Challenge
Frontline healthcare workers in developing countries often lack the technology and internet access to efficiently collect health data, track patients, and share information. This makes it harder to support pregnant women and newborn babies, promote good health and manage disease. Pandemics like Ebola and COVID-19 present an urgent need for technology to collect data and contact trace in real time.
Solution and Impact
Financing is helping Dimagi Inc., a small technology business based in Cambridge, Massachusetts, support healthcare workers in South Africa with its open source mobile data management platform that facilitates data intake, patient monitoring, and COVID-19 contact tracing. The company’s technology allows healthcare workers to input data on individual patients, track their symptoms and healthcare visits and flag any areas of concern.
Since 2002, Dimagi’s technology has supported more than 500 projects in 64 countries.
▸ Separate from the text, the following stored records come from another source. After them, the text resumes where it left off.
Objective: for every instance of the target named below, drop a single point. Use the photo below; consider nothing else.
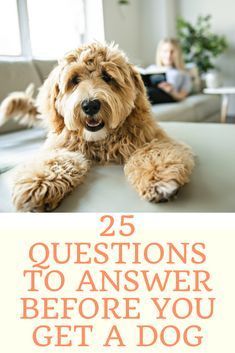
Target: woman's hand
(168, 88)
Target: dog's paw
(162, 191)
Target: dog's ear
(46, 101)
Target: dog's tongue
(92, 121)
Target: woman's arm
(168, 88)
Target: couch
(212, 186)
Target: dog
(95, 106)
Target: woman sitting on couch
(178, 84)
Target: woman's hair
(178, 60)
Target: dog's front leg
(159, 169)
(41, 185)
The technology has been used to strengthen rural health clinics, increase vaccine administration, and to conduct Ebola contact tracing in West Africa.
Dimagi recently launched a new pandemic division and is using its digital technology to improve the speed and accuracy of the response to the COVID-19 pandemic by collecting and sharing data.
More than 600 organizations around the world, including the U.S. Agency for International Development, the National Institutes of Health, and Catholic Relief Services use Dimagi’s technology. It currently supports about 10 percent of community health workers globally. Dimagi built its technology to be flexible so that health workers can design their own apps and work offline when there is no internet access.